2026-03-23

Picada ilegal en la Costanera puso en riesgo a vecinos, peatones y conductores

El hecho generó alarma entre las autoridades de Tránsito, la Policía y la Prefectura Naval. También en los vecinos que estaban en el lugar y subieron un video a las redes sociales.

Un video registrado por vecinos en la madrugada del domingo muestra cómo dos autos disputaron una carrera clandestina sobre la avenida Morrogh Bernard, en plena zona de esparcimiento nocturno. 

Se trató de una picada, pero lo más grave es que en esta oportunidad se dio en una zona céntrica, mientras otros vehículos circulaban por el lugar.

En el video, dos automóviles de características similares a un Chevrolet Corsa o Spin y un Volkswagen Fox o Gol arrancan desde la rotonda del monumento a la Democracia y aceleran a máxima velocidad con dirección a los galpones del puerto.

El tramo elegido por los conductores no estaba despejado. A ambos lados de la avenida había numerosos automóviles particulares, un micro y motorhomes estacionados, y personas que se encontraban en el lugar.

La situación alcanzó su punto más crítico al llegar a la intersección con Tiscornia, donde un auto circulaba a baja velocidad respetando las normas de tránsito: ambos protagonistas de la picada debieron maniobrar de urgencia para evitar el impacto.

Claramente, de generarse un siniestro vial, los autos podrían haber salido despedidos e impactar contra personas que no estaban relacionadas con el hecho.

La temeridad de la maniobra quedó expuesta en ese instante: a las velocidades que suelen alcanzar este tipo de carreras clandestinas, cualquier falla en el control del vehículo habría derivado en consecuencias potencialmente fatales para quienes se encontraban estacionados o transitando la zona sin ningún tipo de resguardo.

 

Marco legal

Correr picadas es un delito por poner en riesgo la vida humana.
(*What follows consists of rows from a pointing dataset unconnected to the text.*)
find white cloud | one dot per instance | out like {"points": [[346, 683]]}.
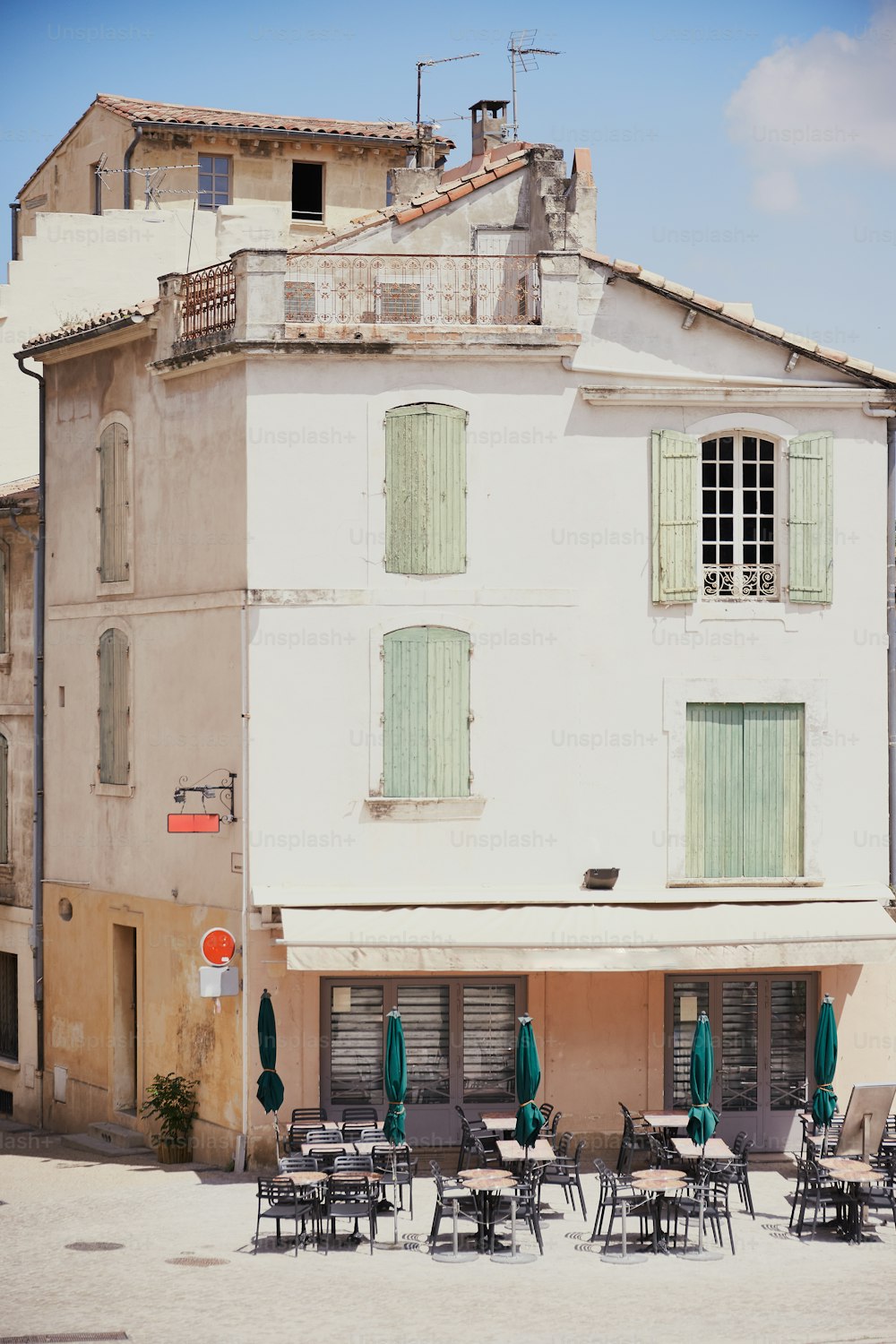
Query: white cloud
{"points": [[823, 101]]}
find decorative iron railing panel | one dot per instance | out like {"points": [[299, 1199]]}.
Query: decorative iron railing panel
{"points": [[210, 301], [347, 289], [740, 582]]}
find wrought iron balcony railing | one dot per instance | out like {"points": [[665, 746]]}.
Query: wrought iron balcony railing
{"points": [[346, 289], [740, 582]]}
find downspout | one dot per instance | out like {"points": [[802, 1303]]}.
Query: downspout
{"points": [[37, 894], [890, 414], [126, 164], [13, 225]]}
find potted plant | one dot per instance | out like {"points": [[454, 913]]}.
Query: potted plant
{"points": [[172, 1099]]}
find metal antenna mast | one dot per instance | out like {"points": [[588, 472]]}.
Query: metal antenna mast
{"points": [[521, 56], [422, 65]]}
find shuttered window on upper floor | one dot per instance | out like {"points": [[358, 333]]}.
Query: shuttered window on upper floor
{"points": [[115, 566], [713, 495], [426, 714], [115, 710], [4, 800], [745, 790], [426, 489]]}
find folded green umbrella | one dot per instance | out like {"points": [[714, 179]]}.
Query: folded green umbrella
{"points": [[528, 1080], [702, 1120], [271, 1088], [823, 1104]]}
Está tipificado en el Art. 193 bis del Código Penal y prevé penas de prisión de 6 meses a 3 años, inhabilitación para conducir y severas multas económicas.
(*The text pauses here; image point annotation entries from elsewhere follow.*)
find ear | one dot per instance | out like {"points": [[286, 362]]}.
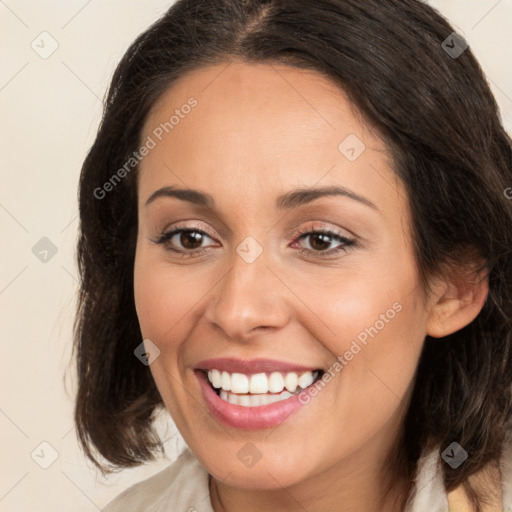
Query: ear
{"points": [[457, 299]]}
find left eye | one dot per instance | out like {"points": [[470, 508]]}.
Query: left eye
{"points": [[187, 237], [319, 241]]}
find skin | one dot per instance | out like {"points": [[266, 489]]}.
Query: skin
{"points": [[258, 131]]}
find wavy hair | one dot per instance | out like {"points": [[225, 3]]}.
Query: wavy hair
{"points": [[442, 125]]}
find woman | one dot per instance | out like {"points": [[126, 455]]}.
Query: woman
{"points": [[295, 236]]}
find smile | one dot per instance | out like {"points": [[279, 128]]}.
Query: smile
{"points": [[260, 388], [246, 400]]}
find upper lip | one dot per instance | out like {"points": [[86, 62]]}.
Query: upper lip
{"points": [[233, 365]]}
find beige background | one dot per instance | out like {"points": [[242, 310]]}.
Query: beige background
{"points": [[50, 110]]}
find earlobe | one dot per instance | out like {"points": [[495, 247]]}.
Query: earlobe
{"points": [[457, 305]]}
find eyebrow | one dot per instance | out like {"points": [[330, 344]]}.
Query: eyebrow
{"points": [[292, 199]]}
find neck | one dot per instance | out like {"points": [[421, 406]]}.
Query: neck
{"points": [[356, 484]]}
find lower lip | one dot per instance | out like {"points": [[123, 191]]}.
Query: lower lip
{"points": [[249, 418]]}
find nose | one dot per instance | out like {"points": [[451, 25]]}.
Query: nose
{"points": [[249, 298]]}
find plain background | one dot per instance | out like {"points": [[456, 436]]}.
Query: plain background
{"points": [[50, 110]]}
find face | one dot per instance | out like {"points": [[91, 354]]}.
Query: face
{"points": [[261, 285]]}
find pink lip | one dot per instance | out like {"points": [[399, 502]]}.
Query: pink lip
{"points": [[249, 418], [233, 365]]}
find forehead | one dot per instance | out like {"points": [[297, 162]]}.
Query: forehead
{"points": [[258, 127]]}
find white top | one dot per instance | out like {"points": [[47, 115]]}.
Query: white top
{"points": [[183, 487]]}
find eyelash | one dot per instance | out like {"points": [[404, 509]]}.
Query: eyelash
{"points": [[302, 234]]}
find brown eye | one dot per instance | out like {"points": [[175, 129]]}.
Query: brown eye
{"points": [[183, 240]]}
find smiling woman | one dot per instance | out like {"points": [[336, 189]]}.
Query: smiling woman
{"points": [[316, 259]]}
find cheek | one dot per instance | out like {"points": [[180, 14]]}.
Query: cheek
{"points": [[162, 298]]}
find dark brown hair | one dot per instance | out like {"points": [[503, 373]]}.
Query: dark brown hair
{"points": [[442, 125]]}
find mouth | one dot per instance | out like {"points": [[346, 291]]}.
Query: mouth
{"points": [[259, 389], [254, 394]]}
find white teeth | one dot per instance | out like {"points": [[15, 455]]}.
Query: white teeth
{"points": [[225, 381], [260, 383], [239, 383], [291, 381], [275, 383], [253, 400]]}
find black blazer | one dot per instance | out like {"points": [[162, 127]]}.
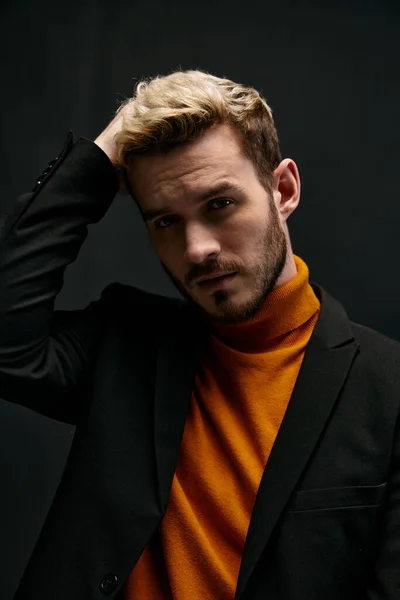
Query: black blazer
{"points": [[326, 523]]}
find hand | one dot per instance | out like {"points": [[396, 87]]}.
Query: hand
{"points": [[106, 141]]}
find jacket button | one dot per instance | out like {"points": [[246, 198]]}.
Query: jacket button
{"points": [[109, 584]]}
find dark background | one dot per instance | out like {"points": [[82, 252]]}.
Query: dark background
{"points": [[331, 73]]}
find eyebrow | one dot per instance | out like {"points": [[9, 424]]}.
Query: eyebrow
{"points": [[221, 188]]}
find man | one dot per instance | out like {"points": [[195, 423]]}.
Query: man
{"points": [[242, 443]]}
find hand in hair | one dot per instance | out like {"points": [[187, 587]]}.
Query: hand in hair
{"points": [[106, 141]]}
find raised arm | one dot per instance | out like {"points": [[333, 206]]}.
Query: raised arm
{"points": [[44, 355]]}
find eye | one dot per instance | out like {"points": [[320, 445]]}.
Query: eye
{"points": [[221, 200]]}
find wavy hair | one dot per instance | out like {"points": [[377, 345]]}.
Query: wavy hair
{"points": [[166, 111]]}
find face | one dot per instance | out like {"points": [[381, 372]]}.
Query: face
{"points": [[208, 214]]}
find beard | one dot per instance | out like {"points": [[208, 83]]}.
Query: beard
{"points": [[266, 272]]}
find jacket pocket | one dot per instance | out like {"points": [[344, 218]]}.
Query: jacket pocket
{"points": [[339, 497]]}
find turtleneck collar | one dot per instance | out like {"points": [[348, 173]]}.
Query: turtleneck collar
{"points": [[284, 310]]}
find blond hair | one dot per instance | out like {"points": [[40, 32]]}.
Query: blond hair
{"points": [[170, 110]]}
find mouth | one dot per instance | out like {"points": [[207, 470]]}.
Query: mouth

Las imágenes generaron preocupación extrema entre las autoridades que tienen jurisdicción sobre la zona. La Dirección de Tránsito del Municipio, la Policía y la Prefectura Naval tomaron conocimiento del hecho y están al tanto de la circulación del material audiovisual. 

El episodio reaviva el debate sobre los controles nocturnos sobre las motos y los autos que circulan realizando maniobras ilegales, especialmente en una arteria de alta concurrencia como la Costanera, donde la convivencia entre peatones, vehículos estacionados y el tránsito habitual exige un margen de seguridad que, en este caso, fue ignorado por completo.